書き出しコロシアム

揺れる未来、運命を溶かす虚言

【あらすじ】

 日暮里にっぽりの駅ビルで売れない占い師をしている桜子の隣のブースに、ある日突然、芹沢真澄せりざわますみという男がやってきた。

 桜子と違い、すぐに売れっ子占い師となった芹沢は、なぜか桜子が本物の霊能力者であることを見抜き、霊感商法をしないかと声をかける。

 嘘をつくことになるのは嫌だ、といったん桜子は拒絶するも、あまりにも占い師として売れなさすぎて生活の苦しい彼女に、もはや選択肢はない。
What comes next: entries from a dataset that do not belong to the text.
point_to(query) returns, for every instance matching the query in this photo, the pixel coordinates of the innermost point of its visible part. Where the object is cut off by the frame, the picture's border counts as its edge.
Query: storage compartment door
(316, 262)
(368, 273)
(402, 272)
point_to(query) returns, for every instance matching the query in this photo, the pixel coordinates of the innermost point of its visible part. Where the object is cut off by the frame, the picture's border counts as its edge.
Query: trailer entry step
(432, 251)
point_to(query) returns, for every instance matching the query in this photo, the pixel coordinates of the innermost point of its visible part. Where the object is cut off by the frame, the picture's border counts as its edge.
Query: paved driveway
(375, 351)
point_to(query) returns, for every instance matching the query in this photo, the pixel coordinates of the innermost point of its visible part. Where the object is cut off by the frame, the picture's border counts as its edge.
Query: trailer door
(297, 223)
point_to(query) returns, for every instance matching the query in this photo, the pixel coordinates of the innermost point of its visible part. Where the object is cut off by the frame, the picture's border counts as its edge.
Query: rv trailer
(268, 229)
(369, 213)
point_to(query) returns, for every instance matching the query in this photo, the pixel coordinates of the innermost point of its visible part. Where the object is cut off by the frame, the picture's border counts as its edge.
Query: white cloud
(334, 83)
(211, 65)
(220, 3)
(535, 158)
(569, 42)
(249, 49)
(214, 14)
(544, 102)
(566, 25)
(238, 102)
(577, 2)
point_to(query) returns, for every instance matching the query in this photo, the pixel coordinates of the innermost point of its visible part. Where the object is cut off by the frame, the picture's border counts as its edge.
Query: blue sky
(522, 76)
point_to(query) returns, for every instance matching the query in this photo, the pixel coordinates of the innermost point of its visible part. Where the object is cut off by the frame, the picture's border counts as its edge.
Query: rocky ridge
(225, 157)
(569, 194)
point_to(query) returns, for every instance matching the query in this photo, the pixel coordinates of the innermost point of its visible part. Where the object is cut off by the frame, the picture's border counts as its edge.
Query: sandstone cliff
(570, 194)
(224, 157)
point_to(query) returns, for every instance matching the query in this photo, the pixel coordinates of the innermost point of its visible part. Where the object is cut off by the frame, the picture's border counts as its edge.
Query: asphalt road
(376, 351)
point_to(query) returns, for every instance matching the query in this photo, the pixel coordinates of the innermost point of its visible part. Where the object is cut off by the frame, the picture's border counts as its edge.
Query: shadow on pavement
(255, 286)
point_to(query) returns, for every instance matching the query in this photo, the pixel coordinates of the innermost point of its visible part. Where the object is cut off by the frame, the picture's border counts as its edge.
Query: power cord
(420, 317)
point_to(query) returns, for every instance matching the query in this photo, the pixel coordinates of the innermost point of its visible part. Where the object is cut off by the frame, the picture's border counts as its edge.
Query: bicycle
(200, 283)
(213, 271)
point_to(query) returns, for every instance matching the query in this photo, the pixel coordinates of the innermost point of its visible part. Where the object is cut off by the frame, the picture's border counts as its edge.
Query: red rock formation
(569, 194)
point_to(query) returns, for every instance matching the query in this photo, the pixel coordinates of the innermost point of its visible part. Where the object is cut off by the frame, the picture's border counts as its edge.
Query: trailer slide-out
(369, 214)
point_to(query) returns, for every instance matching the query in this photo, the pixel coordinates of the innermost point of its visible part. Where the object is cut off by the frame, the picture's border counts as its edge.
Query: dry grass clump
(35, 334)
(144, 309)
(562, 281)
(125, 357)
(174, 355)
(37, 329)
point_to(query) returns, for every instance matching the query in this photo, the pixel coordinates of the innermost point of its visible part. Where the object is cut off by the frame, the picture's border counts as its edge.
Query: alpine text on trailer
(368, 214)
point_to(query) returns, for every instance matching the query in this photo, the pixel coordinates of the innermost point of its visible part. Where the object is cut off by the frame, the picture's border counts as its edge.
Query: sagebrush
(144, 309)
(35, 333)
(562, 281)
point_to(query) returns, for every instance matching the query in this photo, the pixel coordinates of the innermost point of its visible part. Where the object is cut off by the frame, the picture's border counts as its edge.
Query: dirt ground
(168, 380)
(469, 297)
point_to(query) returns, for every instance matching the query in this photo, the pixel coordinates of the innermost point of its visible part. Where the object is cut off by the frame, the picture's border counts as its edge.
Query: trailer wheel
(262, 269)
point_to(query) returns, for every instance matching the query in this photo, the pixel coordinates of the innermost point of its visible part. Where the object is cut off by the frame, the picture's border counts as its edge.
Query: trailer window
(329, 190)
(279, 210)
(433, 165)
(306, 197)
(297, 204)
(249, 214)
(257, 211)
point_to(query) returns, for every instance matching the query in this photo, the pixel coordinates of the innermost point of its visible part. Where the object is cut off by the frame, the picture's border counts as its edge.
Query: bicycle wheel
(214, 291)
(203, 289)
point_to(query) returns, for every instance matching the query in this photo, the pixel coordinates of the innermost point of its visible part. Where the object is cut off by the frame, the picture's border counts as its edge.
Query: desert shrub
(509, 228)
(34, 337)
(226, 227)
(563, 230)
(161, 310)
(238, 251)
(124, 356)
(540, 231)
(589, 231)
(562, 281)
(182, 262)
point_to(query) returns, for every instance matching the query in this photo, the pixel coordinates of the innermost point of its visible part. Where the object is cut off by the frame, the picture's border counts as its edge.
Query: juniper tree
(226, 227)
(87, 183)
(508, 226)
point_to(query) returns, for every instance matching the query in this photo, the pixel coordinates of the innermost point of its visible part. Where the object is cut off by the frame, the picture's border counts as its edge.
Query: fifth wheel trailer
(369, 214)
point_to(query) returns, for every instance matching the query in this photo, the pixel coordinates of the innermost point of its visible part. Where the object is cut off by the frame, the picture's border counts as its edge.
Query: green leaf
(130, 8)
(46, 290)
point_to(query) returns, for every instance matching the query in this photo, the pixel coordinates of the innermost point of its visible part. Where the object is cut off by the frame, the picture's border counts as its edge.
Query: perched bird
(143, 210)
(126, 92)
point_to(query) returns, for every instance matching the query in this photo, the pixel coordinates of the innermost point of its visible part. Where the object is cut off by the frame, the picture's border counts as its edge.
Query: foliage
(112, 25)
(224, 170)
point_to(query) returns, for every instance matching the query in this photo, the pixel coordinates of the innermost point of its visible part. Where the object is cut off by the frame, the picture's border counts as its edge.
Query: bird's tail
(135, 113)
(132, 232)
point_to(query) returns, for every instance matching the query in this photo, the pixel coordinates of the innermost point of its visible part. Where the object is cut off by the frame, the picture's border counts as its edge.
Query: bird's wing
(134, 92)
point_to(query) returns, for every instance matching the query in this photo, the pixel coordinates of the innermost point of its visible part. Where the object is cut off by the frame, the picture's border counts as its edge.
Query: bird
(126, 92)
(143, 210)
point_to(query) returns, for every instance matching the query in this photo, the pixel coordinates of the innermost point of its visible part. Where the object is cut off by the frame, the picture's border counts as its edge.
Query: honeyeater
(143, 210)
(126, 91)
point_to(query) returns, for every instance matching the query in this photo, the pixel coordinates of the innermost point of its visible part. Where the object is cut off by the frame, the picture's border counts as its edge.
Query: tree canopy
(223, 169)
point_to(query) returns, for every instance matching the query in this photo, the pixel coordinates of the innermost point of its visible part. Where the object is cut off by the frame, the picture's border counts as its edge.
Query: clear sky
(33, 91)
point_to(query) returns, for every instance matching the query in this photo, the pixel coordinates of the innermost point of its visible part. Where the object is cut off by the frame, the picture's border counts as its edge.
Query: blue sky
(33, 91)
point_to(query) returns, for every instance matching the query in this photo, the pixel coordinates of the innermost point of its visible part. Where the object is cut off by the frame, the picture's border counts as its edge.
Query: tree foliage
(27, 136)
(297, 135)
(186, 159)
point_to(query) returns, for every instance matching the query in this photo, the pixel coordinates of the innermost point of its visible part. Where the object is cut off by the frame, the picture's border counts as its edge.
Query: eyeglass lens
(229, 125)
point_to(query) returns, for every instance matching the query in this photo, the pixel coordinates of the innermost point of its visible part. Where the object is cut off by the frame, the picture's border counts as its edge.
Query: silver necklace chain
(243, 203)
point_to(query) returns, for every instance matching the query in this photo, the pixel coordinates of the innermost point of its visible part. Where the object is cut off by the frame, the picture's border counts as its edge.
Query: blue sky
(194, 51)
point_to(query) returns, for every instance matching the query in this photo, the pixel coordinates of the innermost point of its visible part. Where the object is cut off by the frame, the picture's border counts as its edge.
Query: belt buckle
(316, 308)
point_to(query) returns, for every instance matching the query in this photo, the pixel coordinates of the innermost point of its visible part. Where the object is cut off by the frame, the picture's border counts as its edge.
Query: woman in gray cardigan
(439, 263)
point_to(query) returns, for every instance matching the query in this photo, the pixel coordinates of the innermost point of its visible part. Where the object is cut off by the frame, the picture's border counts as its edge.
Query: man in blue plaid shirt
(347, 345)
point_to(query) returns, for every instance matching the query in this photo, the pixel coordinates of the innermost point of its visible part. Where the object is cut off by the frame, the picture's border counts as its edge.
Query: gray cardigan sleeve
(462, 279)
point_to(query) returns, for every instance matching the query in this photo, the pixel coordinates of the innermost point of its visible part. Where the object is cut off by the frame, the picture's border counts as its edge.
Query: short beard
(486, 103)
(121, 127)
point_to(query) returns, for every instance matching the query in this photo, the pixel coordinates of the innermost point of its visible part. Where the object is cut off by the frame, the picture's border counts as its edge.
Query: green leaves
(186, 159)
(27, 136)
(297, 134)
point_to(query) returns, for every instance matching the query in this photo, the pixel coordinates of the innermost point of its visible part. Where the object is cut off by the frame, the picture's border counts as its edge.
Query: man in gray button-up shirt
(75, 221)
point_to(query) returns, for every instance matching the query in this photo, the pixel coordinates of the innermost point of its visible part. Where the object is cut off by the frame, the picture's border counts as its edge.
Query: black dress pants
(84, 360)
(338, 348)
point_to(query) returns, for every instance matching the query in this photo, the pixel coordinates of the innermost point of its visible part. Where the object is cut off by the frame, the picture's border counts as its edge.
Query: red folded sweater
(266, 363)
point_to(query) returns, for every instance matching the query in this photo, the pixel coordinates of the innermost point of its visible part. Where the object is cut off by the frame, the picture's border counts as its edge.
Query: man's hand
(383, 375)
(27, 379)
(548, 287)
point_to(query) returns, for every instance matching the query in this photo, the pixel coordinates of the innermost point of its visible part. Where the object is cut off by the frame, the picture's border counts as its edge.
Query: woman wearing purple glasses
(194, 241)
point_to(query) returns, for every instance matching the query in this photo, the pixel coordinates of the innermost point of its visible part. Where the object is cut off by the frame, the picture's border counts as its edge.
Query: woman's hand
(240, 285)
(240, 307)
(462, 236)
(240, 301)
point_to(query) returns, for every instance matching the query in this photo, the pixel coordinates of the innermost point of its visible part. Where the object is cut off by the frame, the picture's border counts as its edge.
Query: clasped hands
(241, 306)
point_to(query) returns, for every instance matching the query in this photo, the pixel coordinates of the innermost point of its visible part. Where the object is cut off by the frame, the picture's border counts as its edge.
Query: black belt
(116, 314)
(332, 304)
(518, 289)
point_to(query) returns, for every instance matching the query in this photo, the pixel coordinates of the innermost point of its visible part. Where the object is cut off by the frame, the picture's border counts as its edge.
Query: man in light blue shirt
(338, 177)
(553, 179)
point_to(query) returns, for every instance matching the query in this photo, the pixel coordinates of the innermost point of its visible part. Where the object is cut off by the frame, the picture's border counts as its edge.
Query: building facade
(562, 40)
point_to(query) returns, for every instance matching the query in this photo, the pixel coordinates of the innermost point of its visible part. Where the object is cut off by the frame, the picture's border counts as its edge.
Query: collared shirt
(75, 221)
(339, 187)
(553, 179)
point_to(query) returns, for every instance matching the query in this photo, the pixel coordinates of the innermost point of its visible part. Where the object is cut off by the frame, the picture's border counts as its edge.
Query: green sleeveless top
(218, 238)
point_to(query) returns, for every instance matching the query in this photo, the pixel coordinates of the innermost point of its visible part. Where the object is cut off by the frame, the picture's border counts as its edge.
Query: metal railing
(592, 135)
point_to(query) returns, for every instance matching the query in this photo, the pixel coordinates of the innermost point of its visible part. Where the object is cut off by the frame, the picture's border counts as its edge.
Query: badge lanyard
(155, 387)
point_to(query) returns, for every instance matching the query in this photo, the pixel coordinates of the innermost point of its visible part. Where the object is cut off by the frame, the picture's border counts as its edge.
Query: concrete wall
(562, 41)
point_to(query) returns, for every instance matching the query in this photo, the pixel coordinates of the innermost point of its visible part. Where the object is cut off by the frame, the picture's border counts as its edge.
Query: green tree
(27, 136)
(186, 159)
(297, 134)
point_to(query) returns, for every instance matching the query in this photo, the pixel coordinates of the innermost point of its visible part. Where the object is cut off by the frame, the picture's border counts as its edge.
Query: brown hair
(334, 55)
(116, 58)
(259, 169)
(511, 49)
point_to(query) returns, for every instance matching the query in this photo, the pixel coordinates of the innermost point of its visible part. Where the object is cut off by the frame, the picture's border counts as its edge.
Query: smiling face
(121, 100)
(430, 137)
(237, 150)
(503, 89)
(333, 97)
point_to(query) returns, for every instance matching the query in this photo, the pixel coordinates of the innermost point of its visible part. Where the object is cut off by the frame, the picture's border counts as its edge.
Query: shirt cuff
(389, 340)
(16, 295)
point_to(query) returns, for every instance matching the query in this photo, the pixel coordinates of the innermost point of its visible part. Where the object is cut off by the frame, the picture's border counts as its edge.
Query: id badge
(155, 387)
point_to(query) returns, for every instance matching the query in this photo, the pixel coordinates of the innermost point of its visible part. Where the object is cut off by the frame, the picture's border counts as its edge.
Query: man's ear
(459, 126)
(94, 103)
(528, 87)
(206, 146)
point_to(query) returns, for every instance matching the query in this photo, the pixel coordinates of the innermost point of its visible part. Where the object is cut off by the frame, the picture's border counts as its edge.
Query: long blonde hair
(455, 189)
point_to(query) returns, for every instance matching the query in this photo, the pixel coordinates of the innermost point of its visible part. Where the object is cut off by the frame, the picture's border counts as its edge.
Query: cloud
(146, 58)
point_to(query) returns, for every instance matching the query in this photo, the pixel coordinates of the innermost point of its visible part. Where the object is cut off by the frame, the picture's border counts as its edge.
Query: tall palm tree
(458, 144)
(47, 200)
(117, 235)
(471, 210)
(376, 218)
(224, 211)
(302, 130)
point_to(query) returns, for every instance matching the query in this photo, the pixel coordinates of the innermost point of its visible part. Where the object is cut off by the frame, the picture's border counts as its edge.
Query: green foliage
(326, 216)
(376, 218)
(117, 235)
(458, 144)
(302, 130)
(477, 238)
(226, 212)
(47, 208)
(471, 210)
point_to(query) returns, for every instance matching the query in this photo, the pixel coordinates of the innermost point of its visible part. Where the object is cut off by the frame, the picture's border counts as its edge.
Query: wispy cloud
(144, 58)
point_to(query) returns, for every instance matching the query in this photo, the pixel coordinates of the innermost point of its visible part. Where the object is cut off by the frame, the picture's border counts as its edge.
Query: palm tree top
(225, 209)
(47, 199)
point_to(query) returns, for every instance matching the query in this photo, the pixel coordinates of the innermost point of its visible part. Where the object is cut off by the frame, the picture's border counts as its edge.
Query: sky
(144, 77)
 本物の霊能力者と本物の予知能力者。能力だけで繋がった二人は、ぶつかり合い、金を稼ぎ、そしてある事件に巻き込まれてゆく──。


【本文】

【第二話】芹沢真澄はきっと嘘つき



「『パパもママも泣かないで。アヤたちは犯人を許してるから、パパとママも犯人をもう恨まないで、笑顔でいてね』、これがお子様たちの言葉です」

 更地の前で拝む芹沢が立ち上がり、初老の夫婦に向き直って微笑んだ。瞬間、わっと妻の方が泣き出し、夫が肩を抱いて支える。


 十五年前の火事の匂いが、未だに残っていた。


 新築のマイホームだった。両親は逃げられたが幼い姉妹が取り残され、寝室で抱き合うように死んでいた。犯人は精神を病んだ放火犯で、逮捕後に留置場で自殺したという。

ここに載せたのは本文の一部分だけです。